Rewilding project in Somerset, England

Honeygar Farm, or Honeygar, is a rewilding project of Somerset Wildlife Trust, near Westhay on the Somerset Levels of Somerset, England.

==History and description==
The Trust announced in August 2021 the purchase of the site, a former dairy farm near the River Brue, by the Esmée Fairbairn Foundation; this would be repaid by the Trust through fundraising. The farm, together with adjacent parcels of land purchased, has an area of 81 ha.

Westhay Moor and Catcott are nature reserves of the Trust in the Avalon Marshes, where the total area held by the Trust, including Honeygar, is 418 ha. This and nearby land held by other environmental organisations form the Avalon Marshes Partnership. Honeygar, lying between these sites, would create green corridors for wildlife in the area when managed for nature.

Tony Juniper, chairman of Natural England, said when the purchase was announced: "Places like Honeygar represent fantastic opportunities to demonstrate how simply allowing nature to regenerate itself can be a powerful solution to the ecological and climate crises."

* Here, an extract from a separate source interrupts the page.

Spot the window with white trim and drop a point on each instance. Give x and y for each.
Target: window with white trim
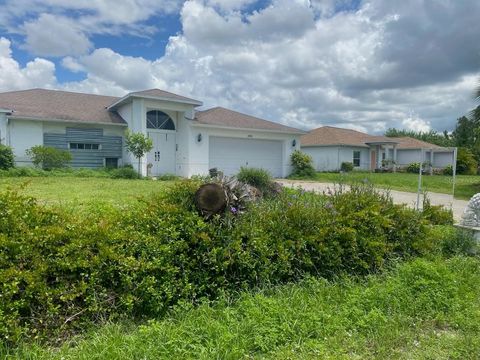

Simon Clarke, head of nature recovery at Somerset Wildlife Trust, has said: "Honeygar will be managed very differently to our nature reserves as it's our first wilded site. There's much to be done to reverse years of intensive management and to transform this nature-poor dairy farm into the wildlife-rich site we know it can be."

A 50-year management plan has been set out. Initial interventions allow the restoration of natural processes such as grazing by herbivores, natural flooding, restoring peat by rewetting the peat soils, and natural afforestation. Describing the project, the Trust recognises that this is a journey: ".... we are learning as we go, so we will take an adaptive approach.... there will be changes to species on the site over time as nature returns...." In managing the site, there will be no attempt to retain any particular species.